Open Schrödinger's Closed Box: Identifying Retrieval Augmented Generation in API-Accessible Large Language Model Services
Keywords: retrieval-augmented generation, security/privacy
Abstract: Large language models (LLMs) are powerful at question-answering but prone to hallucinations due to limited domain-specific or up-to-date knowledge.
Retrieval augmented generation (RAG) mitigates this by adding an external retriever and knowledge database, yet RAG remains vulnerable to targeted attacks that degrade outputs or manipulate opinions.
Prior attacks typically assume adversaries know the service is RAG-enhanced and may even know deployment details, an assumption often invalid for real-world commercial LLMs that expose only black-box APIs.

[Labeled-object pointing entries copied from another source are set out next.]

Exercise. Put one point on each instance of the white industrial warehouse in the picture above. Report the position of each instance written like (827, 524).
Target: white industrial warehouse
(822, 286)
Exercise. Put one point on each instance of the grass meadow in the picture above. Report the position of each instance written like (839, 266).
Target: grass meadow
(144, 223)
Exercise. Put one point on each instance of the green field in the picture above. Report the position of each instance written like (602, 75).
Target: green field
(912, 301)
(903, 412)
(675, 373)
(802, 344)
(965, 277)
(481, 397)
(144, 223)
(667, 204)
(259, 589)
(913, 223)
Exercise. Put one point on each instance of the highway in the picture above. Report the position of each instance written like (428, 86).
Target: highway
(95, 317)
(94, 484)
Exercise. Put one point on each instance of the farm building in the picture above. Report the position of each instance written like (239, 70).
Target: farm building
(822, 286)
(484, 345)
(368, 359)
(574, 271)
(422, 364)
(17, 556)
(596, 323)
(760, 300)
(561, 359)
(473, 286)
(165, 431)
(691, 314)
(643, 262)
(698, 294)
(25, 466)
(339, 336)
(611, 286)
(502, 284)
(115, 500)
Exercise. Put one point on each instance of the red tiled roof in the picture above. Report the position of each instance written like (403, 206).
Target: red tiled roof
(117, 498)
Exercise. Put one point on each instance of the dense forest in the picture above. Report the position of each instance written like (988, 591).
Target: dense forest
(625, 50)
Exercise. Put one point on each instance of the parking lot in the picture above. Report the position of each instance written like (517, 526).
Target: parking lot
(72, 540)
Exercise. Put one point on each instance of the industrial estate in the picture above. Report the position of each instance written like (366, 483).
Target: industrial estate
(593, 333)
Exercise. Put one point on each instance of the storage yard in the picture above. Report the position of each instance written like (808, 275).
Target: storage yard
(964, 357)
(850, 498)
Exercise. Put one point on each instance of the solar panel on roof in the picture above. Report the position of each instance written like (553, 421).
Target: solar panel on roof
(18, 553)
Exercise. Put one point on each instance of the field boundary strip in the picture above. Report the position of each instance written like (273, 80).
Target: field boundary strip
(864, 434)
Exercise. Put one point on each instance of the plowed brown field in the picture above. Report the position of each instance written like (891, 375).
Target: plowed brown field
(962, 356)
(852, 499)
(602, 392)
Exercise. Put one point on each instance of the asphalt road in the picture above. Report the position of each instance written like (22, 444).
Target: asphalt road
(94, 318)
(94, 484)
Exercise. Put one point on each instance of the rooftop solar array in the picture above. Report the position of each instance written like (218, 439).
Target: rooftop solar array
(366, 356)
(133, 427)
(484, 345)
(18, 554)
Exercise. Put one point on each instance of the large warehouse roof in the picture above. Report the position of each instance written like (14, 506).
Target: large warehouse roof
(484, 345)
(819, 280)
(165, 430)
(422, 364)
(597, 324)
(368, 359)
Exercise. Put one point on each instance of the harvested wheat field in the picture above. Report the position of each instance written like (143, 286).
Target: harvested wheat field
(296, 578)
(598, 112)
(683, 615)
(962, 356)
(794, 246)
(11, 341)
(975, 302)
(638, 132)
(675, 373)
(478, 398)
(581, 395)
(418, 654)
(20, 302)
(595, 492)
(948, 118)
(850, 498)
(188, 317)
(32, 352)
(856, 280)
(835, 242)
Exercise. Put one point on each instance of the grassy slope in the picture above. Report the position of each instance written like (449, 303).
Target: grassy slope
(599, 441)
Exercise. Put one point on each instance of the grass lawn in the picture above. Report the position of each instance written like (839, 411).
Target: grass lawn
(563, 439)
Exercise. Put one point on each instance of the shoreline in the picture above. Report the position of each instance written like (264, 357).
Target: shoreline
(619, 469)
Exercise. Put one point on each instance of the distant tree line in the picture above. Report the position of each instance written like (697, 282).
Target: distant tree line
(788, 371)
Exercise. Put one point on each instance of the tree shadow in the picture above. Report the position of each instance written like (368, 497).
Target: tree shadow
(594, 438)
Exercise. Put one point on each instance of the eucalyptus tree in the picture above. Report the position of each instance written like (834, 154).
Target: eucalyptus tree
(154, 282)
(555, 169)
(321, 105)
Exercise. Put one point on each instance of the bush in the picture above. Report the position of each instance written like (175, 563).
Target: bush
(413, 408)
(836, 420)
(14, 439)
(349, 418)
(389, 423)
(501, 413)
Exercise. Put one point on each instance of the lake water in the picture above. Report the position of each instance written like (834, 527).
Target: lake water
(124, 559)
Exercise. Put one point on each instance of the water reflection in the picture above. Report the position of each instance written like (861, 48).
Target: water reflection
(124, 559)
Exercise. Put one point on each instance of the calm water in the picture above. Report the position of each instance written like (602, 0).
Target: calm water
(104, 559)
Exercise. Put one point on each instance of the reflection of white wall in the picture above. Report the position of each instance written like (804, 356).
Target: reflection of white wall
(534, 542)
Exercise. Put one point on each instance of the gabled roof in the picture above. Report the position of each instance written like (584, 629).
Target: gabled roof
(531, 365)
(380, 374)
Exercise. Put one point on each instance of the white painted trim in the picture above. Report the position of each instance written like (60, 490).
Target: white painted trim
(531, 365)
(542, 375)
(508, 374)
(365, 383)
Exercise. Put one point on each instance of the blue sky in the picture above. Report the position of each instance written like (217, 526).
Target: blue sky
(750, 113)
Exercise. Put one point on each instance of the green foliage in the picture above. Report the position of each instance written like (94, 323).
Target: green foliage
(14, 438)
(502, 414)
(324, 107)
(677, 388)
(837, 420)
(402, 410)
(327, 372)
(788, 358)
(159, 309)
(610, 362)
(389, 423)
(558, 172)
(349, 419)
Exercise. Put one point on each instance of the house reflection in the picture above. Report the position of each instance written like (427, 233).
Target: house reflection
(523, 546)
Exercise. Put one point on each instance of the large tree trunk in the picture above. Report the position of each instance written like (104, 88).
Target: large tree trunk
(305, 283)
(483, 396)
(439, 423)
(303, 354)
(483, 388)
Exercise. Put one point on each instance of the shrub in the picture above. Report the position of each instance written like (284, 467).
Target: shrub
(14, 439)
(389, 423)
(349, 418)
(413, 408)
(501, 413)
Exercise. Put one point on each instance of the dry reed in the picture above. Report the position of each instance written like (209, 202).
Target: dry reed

This opacity also risks misleading users about system capabilities.
This work aims to bridge this gap by proposing $\texttt{RAG-ID}$, a framework for $\underline{\text{ID}}$entifying $\underline{\text{RAG}}$ properties in LLM services.
We classify adversaries into three knowledge levels and design six attack methods.
Experiments show these attacks reliably detect RAG — up to 99.97\% accuracy with partial or no optional knowledge, and nearly 100\% when the LLM and database are known.
After detection, $\texttt{RAG-ID}$ can infer finer RAG properties (e.g., deployed LLM and knowledge database).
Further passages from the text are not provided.